If you caught our TETRIS! post a couple of weeks ago, you’ll know that the seventh row of the periodic table is officially complete and that earlier this month the International Union of Pure and Applied Chemistry disclosed recommended names for the four elements discovered most recently. Identified by atomic number, which gives the number of protons in an atom, the new elements are 113, 115, 117, and 118.
Like several other elements, these four were created and discovered in a lab. In fact, heavy elements—those with atomic number 93 or greater—are not very stable. Many exist for only fractions of a second before decaying and are not usually found naturally on Earth.
Although they don’t have real world applications—at least not yet—the newest elements and those next in line to be discovered are exciting case studies of quantum mechanics and the special theory of relativity. Evidence shows that heavy elements don’t always act like our best models predict that they will, and exploring how and why is at the very frontiers of science. Some scientists have suggested that certain “superheavy” elements could be more stable than the current trend suggests, which would be a fascinating discovery. Even if direct applications are lacking, studying these elements will certainly help us better understand the laws of the universe.
In a series of systematic computer simulations, scientists at the University of Tsukuba in Japan have gained insight that could help scientists create element 120, possibly the heaviest element we can discover with current technology. Their results were published last month in Physical Review C.
|A proposed template for an extended periodic table. If discovered, element 120 would be the second element in the 8th row.|
Credit: Droog Andrey (CC BY-SA 4.0)
Scientists have been trying to synthesize element 120 since 2006, but with no luck so far. One of the superheavy elements, element 120 is expected to be stable for only microseconds before decaying. Scientists are attempting to create the new element by fusing, or merging together, the nuclei of two different atoms. In a nutshell, they do this by shooting a beam of one kind of nuclei at a target of another kind. Since element 120 needs 120 protons, you need to fuse two nuclei whose protons add up to 120, such as plutonium and iron (elements 94 and 26) or uranium and nickel (elements 92 and 28).
As part of his PhD work, Kazuyuki Sekizawa and his thesis advisor Kazuhiro Yabana were exploring how well existing theory describes what happens when two heavy nuclei collide. In particular, they were looking at cases when protons and neutrons are transferred from one nucleus to the other during a gentle collision. Sekizawa developed a computer program for numerical simulations based on a particular theory rooted in quantum mechanics. The theory has been around for a long time, but hasn’t been applied in this way before. Once the simulation was up and running, they started by looking at what happens when different kinds of nuclei collide gently, and then moved to more violent collisions.
At this point, Sekizawa and Yabana realized that the two colliding nuclei were behaving in an interesting way—after colliding, the nuclei partially merged before splitting apart. It turns out that the results of their simulation are comparable to what scientists have found experimentally.
Sekizawa designed the computer program so that you can systematically change variables related to the collision, like the energy at which the nuclei collide.
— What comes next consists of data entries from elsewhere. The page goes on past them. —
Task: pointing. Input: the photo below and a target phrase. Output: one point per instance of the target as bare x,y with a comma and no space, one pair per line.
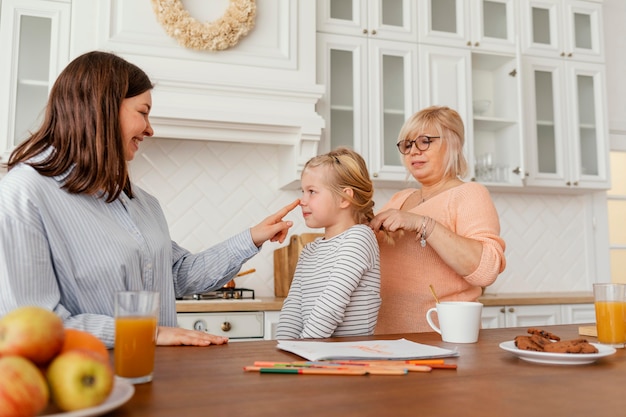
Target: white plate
558,358
121,393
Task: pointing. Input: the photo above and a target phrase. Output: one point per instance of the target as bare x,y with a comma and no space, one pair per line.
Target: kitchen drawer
234,325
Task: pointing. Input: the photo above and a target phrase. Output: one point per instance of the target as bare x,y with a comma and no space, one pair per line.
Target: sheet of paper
369,349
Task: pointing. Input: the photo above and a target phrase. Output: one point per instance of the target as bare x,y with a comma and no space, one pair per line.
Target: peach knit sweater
407,269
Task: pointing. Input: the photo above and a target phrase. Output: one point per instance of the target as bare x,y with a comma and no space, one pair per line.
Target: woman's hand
176,336
393,220
273,228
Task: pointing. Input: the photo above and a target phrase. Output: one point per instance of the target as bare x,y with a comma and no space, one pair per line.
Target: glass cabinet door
567,29
384,19
567,144
393,99
487,25
342,69
590,158
34,38
370,92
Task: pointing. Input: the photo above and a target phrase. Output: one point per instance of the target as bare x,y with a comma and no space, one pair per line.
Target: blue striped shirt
335,289
70,253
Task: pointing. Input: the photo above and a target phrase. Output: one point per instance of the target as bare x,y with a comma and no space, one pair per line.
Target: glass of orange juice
610,306
136,318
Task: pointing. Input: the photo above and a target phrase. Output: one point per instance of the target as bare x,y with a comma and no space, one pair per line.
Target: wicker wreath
223,33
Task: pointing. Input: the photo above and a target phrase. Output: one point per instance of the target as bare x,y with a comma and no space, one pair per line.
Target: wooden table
193,381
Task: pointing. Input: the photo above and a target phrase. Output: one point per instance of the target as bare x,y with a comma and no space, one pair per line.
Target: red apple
23,388
79,379
32,332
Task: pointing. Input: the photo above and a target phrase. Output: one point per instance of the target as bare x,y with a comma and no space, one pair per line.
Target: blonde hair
449,126
347,169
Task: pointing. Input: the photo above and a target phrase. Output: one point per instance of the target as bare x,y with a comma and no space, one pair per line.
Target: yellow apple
32,332
79,379
23,388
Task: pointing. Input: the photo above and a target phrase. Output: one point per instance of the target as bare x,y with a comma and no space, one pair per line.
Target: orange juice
135,341
611,322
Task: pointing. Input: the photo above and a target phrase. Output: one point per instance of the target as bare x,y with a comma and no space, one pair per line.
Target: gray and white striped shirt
71,252
336,288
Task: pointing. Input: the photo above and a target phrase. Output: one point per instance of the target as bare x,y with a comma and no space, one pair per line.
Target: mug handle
430,321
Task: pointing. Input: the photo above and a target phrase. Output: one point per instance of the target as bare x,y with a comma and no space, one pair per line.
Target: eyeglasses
422,143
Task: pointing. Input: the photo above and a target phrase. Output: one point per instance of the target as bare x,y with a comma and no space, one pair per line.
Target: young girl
336,285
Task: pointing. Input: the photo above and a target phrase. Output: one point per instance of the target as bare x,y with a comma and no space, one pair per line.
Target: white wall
211,190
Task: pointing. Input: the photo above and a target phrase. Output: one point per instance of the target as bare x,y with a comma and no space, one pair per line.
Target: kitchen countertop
207,306
276,303
536,298
199,381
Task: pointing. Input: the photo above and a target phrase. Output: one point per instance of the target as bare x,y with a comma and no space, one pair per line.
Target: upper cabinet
367,62
371,90
486,25
567,138
469,61
563,28
34,40
382,19
565,94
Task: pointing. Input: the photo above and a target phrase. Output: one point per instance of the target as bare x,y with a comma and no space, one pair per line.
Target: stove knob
200,325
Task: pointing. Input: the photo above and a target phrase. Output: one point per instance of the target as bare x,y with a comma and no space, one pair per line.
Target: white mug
459,320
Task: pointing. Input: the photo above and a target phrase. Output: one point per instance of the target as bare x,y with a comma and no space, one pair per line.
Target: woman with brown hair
446,233
74,229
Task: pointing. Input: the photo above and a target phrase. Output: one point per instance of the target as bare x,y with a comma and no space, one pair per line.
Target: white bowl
481,106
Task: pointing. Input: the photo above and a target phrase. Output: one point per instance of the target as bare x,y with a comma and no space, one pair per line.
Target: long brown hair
348,170
81,128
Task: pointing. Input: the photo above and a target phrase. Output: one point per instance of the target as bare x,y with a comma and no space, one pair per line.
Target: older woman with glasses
444,233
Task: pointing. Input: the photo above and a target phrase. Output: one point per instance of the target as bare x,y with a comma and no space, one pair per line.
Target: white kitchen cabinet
521,316
370,90
34,40
486,25
382,19
236,325
567,126
578,313
458,77
570,29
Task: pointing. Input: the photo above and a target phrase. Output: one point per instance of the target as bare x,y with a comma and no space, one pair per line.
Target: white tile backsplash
212,190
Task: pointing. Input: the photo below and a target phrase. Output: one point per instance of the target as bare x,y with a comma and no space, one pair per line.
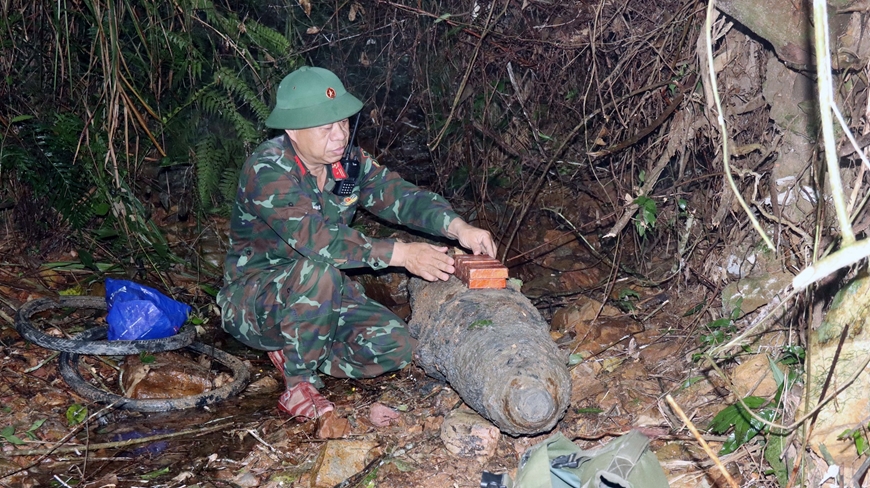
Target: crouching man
290,238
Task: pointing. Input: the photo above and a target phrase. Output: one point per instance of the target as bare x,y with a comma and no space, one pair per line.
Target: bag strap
628,455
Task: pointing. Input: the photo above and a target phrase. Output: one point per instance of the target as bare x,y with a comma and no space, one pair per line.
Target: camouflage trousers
320,318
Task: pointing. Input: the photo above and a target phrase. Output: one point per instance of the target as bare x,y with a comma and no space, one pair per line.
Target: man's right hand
424,260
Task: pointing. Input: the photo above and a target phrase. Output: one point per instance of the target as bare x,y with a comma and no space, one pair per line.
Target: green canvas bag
625,462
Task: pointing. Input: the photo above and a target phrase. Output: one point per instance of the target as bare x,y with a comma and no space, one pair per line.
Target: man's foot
277,358
304,402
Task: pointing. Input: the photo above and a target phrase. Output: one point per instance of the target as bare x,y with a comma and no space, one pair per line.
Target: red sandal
304,402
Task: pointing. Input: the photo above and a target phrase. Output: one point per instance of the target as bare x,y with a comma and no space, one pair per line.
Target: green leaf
8,433
776,445
735,314
87,259
76,414
209,290
102,209
690,381
777,373
628,292
33,428
745,426
20,118
155,474
697,308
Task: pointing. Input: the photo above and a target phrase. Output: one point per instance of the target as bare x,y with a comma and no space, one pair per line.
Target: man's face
321,145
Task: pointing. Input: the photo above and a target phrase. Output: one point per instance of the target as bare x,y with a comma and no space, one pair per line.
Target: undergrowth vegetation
104,97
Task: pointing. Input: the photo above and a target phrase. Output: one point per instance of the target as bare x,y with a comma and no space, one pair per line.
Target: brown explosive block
480,271
480,283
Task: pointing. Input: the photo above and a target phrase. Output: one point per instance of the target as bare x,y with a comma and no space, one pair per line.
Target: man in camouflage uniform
290,237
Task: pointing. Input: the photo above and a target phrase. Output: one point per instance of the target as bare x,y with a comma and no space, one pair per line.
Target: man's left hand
470,237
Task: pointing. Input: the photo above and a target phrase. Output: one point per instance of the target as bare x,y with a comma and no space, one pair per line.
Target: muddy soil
629,359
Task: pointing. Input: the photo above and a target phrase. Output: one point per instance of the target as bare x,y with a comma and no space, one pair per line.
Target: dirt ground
632,357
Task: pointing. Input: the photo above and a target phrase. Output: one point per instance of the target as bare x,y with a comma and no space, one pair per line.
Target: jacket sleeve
387,195
278,199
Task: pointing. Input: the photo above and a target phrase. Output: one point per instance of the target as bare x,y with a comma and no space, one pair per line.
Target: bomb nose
532,405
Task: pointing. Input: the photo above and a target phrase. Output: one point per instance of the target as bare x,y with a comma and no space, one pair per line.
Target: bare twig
468,70
111,445
700,439
720,116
In this way, he and his advisor were able to identify how certain factors affect the outcome of a collision. By tweaking these factors, they were able to predict the ideal conditions for producing superheavy elements like element 120.
Other scientists have collected a lot of experimental data on what happens when you collide the nuclei of certain forms of nickel and uranium (for any chemists/physicists in the group, this refers to the reaction 64Ni+238U). So far they have come up short of creating element 120, but results from this simulation suggest that they shouldn’t give up just yet. The simulation suggests that by colliding the nuclei at a certain orientation and at higher energies than past experiments have tried, there is a possibility of synthesizing element 120.
Sekizawa wasn’t in search of a way to create element 120 when the project started. “I just had a curiosity to see what happens in the simulation,” he says. Curiosity can be a powerful motivator for exploring the unknown, as with the quest to create and study new elements. And the reality is that new understanding often leads to applications that we could never have predicted anyway.